Report: In Today's Cutthroat Competition, Low-Performing CEOs Have Less Chance of Keeping Their Job

Staff Report From Georgia CEO

Wednesday, November 6th, 2024

CEOs are facing mounting pressure to deliver—or increasingly risk being shown the door. The correlation is growing between total shareholder returns (TSR) and CEOs staying on the job: 42% of S&P 500 companies that changed CEOs in 2024 had a TSR that fell below the 25th percentile, indicating low performance. This share marks a steady increase from 30% in 2017.

That is according to a new report by The Conference Board, ESGAUGE, Heidrick & Struggles, and Semler Brossy. The study examines several aspects of CEO succession, including a gender analysis: While the share of women CEOs has grown, the vast majority (69%) of incoming female CEOs are being hired by smaller firms with less than $5 billion in revenue. Only one appointment was made at a company with over $25 billion in revenue.

The study also reveals that CEOs are staying in their roles longer. For example, succession rates for those aged 64 and older dropped by 8% in 2024. "The fact that CEOs are staying longer may point to a 'retirement cliff' on the horizon. Boards need to refine their succession strategies to ensure they're prepared for a potential wave of leadership transitions in the near future," said Matteo Tonello, coauthor of the report and Head of TCB Benchmarking and Analytics at The Conference Board.

Additional findings include:

CEO Succession and Firm Performance

There's a growing link between total shareholder returns and whether CEOs are shown the door:

  • S&P 500: 42% of companies that changed CEOs in 2024 had a TSR that fell below the 25th percentile, indicating low firm performance. This share has steadily increased from 30% in 2017. 
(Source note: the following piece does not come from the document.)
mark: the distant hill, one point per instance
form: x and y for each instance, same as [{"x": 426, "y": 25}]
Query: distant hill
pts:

  • Russell 3000: Nearly half (45%) of companies that changed CEOs had a TSR below the 25th percentile, increasing from 29% in 2017.

  • Increased pressure on underperforming CEOs: "The gap in succession rates between low- and high-performing companies has widened significantly. It's a clear signal to CEOs: Deliver value or face heightened scrutiny. However, boards should be cautious about overemphasizing short-term results at the expense of long-term strategy and sustainability," said Lyndon Taylor, Partner at Heidrick & Struggles.

Women CEOs

The number of female CEOs has steadily risen in recent years, but significant progress remains:

  • S&P 500: Women held 10% of CEO positions in 2024, a 4-percentage-point increase since 2018.

  • Russell 3000: Women held 8% of CEO positions, a 3-percentage-point increase since 2018.

  • Despite gains, more work to be done: "To truly move the needle, larger firms should consider examining their talent pipelines and succession planning processes. The rapid increase of women on boards shows more change is possible," said Blair Jones, coauthor of the report and Managing Director at Semler Brossy.

Internal vs. External CEO Hires

Companies continue to favor internal promotions for CEO openings:

  • S&P 500: 77% of new CEOs were internal hires in 2024.

  • Russell 3000: 59% were internal hires.

  • In-house experience remains valuable: "Internal candidates are often favored due to their extensive institutional knowledge and understanding of company culture. Yet, our research shows that firms facing performance declines tend to recruit externally, likely because their new insights can catalyze transformation," said Jason Schloetzer, coauthor of the report and professor at Georgetown University.

It pays to stay put: At larger companies, nearly 30% of incoming CEOs have 20+ years at the company:

  • S&P 500: The share of incoming "insider" CEOs with +20 years of tenure-in-company is 27% in 2024, up from 18% in 2022. Average tenure of incoming internal CEOs is 17 years.

  • Russell 3000: Average tenure is 10 years.

Incoming CEOs are paid less than externally hired ones:

  • S&P 500 and Russell 3000: On average, externally hired CEOs were paid 33% more than internal CEOs in 2023.

  • External hires need more incentives: "Internal candidates are often new to the job, and their long-term incentive plan tends to increase their pay as they gain skills in the role. Moreover, internal candidates have already accumulated equity in the company, whereas outside hires need upfront grants to replace the equity from their prior job," said Umesh Tiwari, Executive Director of ESGAUGE.

Note: Findings are based on proxy statements by Russell 3000 and S&P 500 companies up to October 20, 2024.